Most House of the Dragon fans were not very pleased about the extremely anti-climactic season 2 finale this past weekend, given that it felt like it should be leading into a big battle next week, not two years from now.
Showrunner Ryan Condal has responded to that feedback and offered some level of an explanation to journalists at a virtual press conference. What it ultimately comes down to? Budget, and the use of it spread across multiple seasons.
“One of the challenges of making television at any scale [is] nobody has infinite time and resources. When you’re a showrunner, you’re always in the position of having to balance storytelling and the resources that you have to tell that story.”
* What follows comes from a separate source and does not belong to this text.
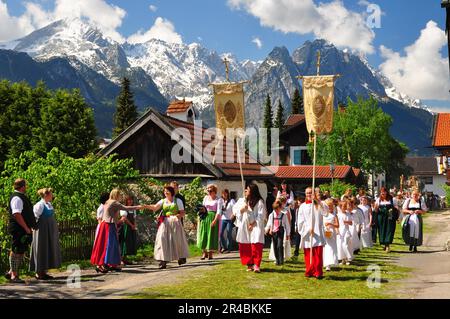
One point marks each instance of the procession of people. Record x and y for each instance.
(331, 231)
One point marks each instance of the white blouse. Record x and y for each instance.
(38, 208)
Condal says that he wants to give the Battle of the Gullet the “time and space” that it deserves. Though some fans would argue the “time” would have been the entire eight episode season. But here, you can see the results of what may change when you cut down ten episodes of season 1 to eight in season 2, no doubt yet another budget-based movie with episode costs estimated at under or around $20 million an episode.
While Game of Thrones has always been heavy on VFX, House of the Dragon has…a lot of dragons, tons of FX work that is no doubt hugely costly almost each and every episode.
However, with the Battle of the Gullet launching season 3 in two years, it then stands to reason there will be a lengthy break before more action anywhere close to significant. I do wonder if one of the reasons it was pushed is because it might span two weeks instead of one.
While HBO has indeed found success with House of the Dragon it is not a repeat of the sky-high, world-changing Game of Thrones numbers, despite costs being the same or higher, which can be an issue. Not that Game of Thrones did not face its own host of issues with budget, leading to shorter seasons or often skipped battles as the story progressed.
Still, it seems like there was a better way to structure this and at least have some climactic turn in the finale, even if it wasn’t the full battle. There was not that, and as such, a consistently negative reaction to the final across the board, capping off a season where many fans believed not enough happened from start to finish due to languishing plotlines and characters stuck in certain places. We’ll see if that changes for season 3. In two years. Two whole years.